Regulation of air quality by member states and local authorities

The local authorities can to some extent influence the urban emission contribution and its impact on urban air quality and human exposure. The overall options available for local authorities to regulate transport emissions may be grouped in the following measures: urban and traffic planning, economic measures, and technological measures. Urban and traffic planning influences the amount of traffic, modal split, routing, speed and exposure of the urban inhabitants. Economic measures like toll rings and road pricing (e.g. congestion charging in London and Stockholm) may regulate the amount of traffic and its geographic and temporal distribution. Technological measures may be in the form of environmental zones where certain vehicle emission standards and/or technical requirements have to be fulfilled for a confined geographic area to improve air quality (e.g. Gothenburg, Lund, Malmo and Stockholm in Sweden, and Copenhagen in Denmark). There is also an interplay between the national transport policies and control options of local authorities. National transport policies such as transport infrastructure investment, vehicle registration and fuel taxes, subsidies to public transport influence the transport setting. National legislation may also permit or prohibit local authorities to exploit economic and technological measures.

Case study in Copenhagen

The objectives are to characterise transport related sensitive urban areas in a geographic way in the Copenhagen Area and evaluate transport and emission policy instruments in relation to these sensitive urban areas. The case will focus on health based air quality indicators regulated by the European Union directive on ambient air quality assessment and management.
The city of Copenhagen is characterised by a combination of high population and high vehicle emission density. Copenhagen is located in a coastal area with flat terrain and relatively high average wind speeds that basically provide for favourable air quality conditions. However, the local building topography with many heavy trafficked street canyons restricts the dispersion of emissions and cause degradation of the air quality. Recent scenario studies have shown that a large number of streets in Copenhagen will not be able to comply with European Union air quality limit values for nitrogen dioxide (NO2) in 2010.

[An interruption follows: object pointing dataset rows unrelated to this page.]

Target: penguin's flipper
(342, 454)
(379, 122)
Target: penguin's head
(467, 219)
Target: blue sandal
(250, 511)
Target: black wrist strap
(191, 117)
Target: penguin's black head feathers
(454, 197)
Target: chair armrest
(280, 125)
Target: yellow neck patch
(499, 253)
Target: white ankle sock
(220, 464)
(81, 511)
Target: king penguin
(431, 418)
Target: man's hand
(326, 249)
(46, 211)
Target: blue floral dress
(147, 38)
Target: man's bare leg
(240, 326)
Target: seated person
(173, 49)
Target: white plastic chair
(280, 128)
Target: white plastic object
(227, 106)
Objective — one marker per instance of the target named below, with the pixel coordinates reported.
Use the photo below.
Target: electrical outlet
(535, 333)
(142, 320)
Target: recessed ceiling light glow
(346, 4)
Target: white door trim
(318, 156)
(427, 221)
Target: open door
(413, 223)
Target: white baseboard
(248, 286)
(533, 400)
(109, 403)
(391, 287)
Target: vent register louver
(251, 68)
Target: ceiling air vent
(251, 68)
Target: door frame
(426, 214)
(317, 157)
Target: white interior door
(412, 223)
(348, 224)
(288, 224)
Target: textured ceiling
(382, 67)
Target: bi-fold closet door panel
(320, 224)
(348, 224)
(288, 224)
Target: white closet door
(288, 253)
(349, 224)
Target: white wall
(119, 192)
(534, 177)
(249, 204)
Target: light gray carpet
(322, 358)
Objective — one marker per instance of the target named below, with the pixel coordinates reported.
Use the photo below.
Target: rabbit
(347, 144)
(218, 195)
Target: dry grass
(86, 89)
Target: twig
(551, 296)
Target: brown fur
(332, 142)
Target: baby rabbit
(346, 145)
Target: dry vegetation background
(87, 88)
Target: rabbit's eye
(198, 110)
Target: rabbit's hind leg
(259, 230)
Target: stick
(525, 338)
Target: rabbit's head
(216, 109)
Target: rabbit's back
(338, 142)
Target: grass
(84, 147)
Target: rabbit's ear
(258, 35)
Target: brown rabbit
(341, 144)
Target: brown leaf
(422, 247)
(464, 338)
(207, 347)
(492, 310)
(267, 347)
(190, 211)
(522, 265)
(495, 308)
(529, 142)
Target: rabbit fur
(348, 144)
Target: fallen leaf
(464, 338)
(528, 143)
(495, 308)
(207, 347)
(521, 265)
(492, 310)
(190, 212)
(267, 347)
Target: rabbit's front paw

This case study will analyse the transport related sensitive areas in relation to urban areas in Copenhagen. The case study will focus on health based air quality indicators regulated by the European Union directive on ambient air quality assessment and management. Selected mitigating transport and emission policy instruments will be assessed in relation to the criteria for the sensitive urban areas and their geographically implications with focus on emissions, air quality, human exposure and health effects. Cost-benefit valuation will be carried out for selected policy instruments. The policy instruments include (a) Municipal measures: new infrastructure, traffic calming etc. (b) Reductions in transport by toll ring or road pricing (c) Cleaner transport technology: accelerated introduction of more stringent emission standards and environmental zone.

In street canyons, which are common in central parts of European cities, the dispersion is restricted by the building geometry causing elevated air quality levels in these hotspots. An example from Jagtvej in Copenhagen.

Example of mapping of NO2 urban background concentration levels in Copenhagen in 2010 based on the Danish Urban Background Model (UBM) on a 1x1 km2 grid. The limit value of 40 μg/m3 in 2010 will not be violated for urban background conditions.

About 80 exceedances of the NO2 limit value in 2010 out of 138 streets are expected in the municipalities of Copenhagen and Frederiksberg. Model results for 138 street canyons with Average Daily Traffic between 10,000-55,000 based on the Danish Operational Street Pollution Model (OSPM).